Dr. Shelly Sharma

Oncoradiologist, Breast Radiologist

MBBS, DNB( Radiodiagnosis ). Observorship in Breast Imaging , Mayo Clinic, USA. Fellowship in Ultrasound guided Tumor ablation , Samsung Medical Centre, South Korea. Fellowship in onco radiology , National Cancer Centre, Singapore.


(2 Minutes Read)

You can not prevent breast cancer but you can lower your risk of getting breast cancer by knowing the risk factors and avoiding these.

Alcohol consumption –  The risk for breast cancer increases in those women who take even few alcoholic drinks in a week. Women should avoid alcohol completely.

Obesity/ Weight gain –  Multiple studies have linked excessive body weight due to obesity or weight gain to increased risk of breast cancer after menopause. Avoid weight gain and try maintaining your weight in the healthy range.

Sedentary Lifestyle –  Don’t be a couch potato !
Being sedentary increases the risk of breast cancer , specially when coupled with obesity. Even a brisk walk when done regularly can reduce your risk of breast cancer. Exercise also has an affect on prevention of breast cancer recurrence.

Hormone use – The use of hormones as oral contraceptive pills (OCP’S) and Hormone replacement therapy (HRT) in post menopausal women has been linked to a higher risk of having breast cancer. Be aware and discuss the benefits and risk with your doctor before taking these.
Vitamin D. Maintain your Vitamin D levels, which are generally low specially amongst urban population due to limited sunlight exposure and dietary factors. There is evidence to suggest that Vitamin D has a protective role against breast cancer.

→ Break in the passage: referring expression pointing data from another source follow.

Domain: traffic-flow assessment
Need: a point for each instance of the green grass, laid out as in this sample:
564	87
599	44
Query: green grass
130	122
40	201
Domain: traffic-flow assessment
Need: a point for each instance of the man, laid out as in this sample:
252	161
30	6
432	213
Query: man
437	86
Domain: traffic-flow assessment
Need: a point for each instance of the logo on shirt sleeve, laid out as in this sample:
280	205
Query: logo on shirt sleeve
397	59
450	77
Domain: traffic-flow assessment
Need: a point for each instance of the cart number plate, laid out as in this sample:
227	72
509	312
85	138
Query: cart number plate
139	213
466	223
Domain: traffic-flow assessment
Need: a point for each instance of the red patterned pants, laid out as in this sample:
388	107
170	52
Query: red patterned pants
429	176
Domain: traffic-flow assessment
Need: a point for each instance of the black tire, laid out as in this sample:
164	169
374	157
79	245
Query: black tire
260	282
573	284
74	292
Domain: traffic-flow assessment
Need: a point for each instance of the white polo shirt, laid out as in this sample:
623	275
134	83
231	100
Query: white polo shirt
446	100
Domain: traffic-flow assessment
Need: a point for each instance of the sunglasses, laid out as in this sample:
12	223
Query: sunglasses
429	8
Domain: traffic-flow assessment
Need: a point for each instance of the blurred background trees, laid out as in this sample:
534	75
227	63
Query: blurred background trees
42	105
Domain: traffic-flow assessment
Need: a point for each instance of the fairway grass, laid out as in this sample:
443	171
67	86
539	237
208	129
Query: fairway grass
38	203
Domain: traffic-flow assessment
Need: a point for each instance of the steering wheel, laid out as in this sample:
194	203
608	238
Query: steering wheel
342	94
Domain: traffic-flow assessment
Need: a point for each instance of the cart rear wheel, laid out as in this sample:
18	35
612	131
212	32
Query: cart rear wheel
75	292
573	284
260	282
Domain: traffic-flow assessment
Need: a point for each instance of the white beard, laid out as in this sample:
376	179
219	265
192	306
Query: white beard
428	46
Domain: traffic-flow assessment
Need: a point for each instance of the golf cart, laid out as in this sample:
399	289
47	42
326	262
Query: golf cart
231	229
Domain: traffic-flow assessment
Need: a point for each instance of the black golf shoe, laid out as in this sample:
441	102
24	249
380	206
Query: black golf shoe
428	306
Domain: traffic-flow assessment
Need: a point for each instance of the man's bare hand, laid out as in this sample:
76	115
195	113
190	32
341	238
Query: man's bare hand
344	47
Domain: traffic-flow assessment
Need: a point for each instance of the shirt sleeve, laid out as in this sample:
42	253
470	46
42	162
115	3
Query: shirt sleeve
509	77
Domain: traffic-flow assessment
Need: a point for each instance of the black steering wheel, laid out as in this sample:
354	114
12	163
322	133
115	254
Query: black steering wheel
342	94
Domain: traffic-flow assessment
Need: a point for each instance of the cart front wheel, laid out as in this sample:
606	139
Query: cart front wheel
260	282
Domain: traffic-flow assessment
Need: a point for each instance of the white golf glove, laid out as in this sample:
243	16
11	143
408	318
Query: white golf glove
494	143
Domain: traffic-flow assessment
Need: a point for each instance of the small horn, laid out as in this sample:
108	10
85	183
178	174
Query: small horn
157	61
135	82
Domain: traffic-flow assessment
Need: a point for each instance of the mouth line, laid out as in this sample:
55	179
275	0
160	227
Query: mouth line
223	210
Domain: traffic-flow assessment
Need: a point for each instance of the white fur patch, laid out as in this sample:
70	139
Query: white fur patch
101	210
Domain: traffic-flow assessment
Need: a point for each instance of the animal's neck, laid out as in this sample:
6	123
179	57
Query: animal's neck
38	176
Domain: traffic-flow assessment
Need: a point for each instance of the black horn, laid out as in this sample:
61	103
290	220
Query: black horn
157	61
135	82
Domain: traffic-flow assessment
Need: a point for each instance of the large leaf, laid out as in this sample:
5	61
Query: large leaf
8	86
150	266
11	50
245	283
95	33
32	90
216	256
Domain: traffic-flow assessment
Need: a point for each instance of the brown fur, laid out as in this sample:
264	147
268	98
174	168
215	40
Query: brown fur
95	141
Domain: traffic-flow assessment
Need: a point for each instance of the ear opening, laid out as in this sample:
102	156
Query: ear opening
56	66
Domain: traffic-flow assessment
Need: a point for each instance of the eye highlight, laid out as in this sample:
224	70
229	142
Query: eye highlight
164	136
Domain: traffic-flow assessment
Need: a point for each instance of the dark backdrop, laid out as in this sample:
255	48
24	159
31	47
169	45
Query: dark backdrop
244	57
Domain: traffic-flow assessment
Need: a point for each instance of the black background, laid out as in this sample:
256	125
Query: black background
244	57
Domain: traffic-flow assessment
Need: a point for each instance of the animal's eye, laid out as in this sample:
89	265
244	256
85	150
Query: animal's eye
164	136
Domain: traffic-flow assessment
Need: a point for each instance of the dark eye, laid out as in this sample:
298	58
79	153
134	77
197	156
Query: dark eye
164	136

Breast density –  Dense breast is associated with increased risk of breast cancer. Furthermore, breast cancer can be missed in women with dense breasts and may not be seen on mammography at times. You should know your breast density and if your mammography report suggests you have dense breasts, discuss with your radiologist about what other tests can be done. You should prefer a digital mammogram and at a centre with 3D mammography available. 3D mammography has been shown to improve cancer detection in dense breasts.

This information is for general guidance and reflects the opinions and experience of the author. It is not intended to replace specialist consultation or provide treatment advice for specific cases.